The EU-U.S. Privacy Shield program is invalid, the Court of Justice of the European Union (CJEU) declared on July 16, 2020, in the matter of Data Protection Commissioner v. Facebook Ireland and Schrems (C-311/18) (Schrems II).

In addition, the CJEU affirmed the validity of standard contractual clauses (SCCs) as an adequate mechanism for transferring personal data from the European Economic Area (EEA), subject to heightened scrutiny.

Background

The matter arose from the transfer of Max Schrems’ personal data by Facebook Ireland to Facebook Inc. in the United States. The presented questions related to the transfer of personal data from the EEA to a third country for commercial purposes.

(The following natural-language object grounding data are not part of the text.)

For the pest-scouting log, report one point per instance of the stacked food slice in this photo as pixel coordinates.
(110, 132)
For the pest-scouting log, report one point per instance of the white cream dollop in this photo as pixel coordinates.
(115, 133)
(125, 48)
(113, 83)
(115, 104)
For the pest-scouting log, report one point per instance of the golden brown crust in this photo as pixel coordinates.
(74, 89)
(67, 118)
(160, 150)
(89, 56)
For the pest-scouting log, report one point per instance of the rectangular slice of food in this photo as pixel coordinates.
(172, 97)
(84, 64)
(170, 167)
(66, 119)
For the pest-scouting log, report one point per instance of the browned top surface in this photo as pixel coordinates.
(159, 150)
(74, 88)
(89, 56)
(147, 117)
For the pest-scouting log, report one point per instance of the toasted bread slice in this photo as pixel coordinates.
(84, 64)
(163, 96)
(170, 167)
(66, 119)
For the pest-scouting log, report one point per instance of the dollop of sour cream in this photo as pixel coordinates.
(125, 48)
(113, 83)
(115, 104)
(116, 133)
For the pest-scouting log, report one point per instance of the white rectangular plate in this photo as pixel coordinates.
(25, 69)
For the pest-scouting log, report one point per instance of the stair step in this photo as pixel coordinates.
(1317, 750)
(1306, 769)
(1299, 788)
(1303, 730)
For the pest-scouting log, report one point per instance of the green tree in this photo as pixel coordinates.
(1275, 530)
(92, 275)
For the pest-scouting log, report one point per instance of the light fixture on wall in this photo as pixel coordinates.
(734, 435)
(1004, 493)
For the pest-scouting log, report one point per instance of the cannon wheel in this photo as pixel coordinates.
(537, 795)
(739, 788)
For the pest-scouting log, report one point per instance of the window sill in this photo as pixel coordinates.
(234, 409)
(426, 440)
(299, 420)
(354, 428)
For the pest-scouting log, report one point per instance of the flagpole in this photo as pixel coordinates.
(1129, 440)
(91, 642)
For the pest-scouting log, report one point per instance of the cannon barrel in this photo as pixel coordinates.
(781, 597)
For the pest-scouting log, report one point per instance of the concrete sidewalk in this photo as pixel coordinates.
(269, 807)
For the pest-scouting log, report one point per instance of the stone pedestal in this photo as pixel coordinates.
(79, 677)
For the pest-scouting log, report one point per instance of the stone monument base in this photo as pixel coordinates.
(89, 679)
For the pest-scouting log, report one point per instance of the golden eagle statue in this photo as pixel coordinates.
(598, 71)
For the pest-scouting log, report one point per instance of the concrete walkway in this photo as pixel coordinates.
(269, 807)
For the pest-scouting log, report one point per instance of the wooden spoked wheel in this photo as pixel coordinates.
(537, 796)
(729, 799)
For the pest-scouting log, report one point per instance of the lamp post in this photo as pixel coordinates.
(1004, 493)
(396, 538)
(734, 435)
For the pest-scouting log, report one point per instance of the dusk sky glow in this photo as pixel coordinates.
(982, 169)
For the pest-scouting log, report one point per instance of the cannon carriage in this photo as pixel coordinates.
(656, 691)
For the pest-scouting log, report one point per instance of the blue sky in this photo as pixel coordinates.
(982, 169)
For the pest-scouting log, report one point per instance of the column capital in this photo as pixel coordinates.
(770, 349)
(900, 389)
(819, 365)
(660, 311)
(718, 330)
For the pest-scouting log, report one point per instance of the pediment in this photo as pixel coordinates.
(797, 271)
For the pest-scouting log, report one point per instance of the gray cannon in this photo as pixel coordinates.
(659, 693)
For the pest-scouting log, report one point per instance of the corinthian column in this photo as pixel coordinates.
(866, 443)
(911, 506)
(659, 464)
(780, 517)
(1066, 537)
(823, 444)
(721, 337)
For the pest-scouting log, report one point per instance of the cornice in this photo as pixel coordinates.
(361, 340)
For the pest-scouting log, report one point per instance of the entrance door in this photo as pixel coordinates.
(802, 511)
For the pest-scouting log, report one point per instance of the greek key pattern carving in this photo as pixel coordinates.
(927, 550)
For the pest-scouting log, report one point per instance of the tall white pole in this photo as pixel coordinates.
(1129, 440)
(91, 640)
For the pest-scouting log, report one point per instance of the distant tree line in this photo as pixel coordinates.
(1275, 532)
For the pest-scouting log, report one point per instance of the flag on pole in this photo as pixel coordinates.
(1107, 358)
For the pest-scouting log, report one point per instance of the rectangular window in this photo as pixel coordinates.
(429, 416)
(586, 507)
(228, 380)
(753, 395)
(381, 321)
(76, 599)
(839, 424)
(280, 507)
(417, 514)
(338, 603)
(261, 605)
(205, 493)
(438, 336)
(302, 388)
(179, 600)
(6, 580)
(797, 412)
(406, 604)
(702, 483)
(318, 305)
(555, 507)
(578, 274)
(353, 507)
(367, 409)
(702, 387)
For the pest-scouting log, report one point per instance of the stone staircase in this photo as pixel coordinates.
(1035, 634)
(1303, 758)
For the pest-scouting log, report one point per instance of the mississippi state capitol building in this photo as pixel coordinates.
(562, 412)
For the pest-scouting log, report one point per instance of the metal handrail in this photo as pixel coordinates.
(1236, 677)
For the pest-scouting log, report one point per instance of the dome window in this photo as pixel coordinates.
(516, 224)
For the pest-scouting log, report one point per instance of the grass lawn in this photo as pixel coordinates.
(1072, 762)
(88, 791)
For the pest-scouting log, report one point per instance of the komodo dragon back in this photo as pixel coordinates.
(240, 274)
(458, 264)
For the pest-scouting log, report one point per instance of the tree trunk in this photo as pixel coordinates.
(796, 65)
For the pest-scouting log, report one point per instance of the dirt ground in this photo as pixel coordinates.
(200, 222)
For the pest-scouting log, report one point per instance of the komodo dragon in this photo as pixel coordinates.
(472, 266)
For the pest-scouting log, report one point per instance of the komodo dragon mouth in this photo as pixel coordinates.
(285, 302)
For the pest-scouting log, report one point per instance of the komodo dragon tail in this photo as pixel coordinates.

Transferring Personal Data Out of EEA

Under the EU General Data Protection Regulation (GDPR), personal data transferred from the EEA to a third country for processing must receive a level of protection essentially equivalent to that guaranteed in the EU. This applies to a transfer from a data exporter to an importer in a third country, as well as an onward transfer by the data importer to another third country. Such data transfers would include, for example, a global Vice President sitting in the U.S. accessing human resources-related data of EEA-based employees on the organization’s information systems.

A transfer may occur where the EU Commission has determined the third country ensures an adequate level of data protection. Absent such an “adequacy determination,” the transfer of EEA personal data generally may occur only where the data exporter provides “appropriate safeguards” and the EEA data subject has enforceable rights and effective legal remedies. For this purpose, appropriate safeguards may include:

  • Adopting binding corporate rules;

  • Using approved standard data protection clauses;

  • Executing standard contractual clauses;

  • Adhering to a code of conduct adopted by the relevant member state Supervisory Authority; or

  • Adhering to an approved certification mechanism.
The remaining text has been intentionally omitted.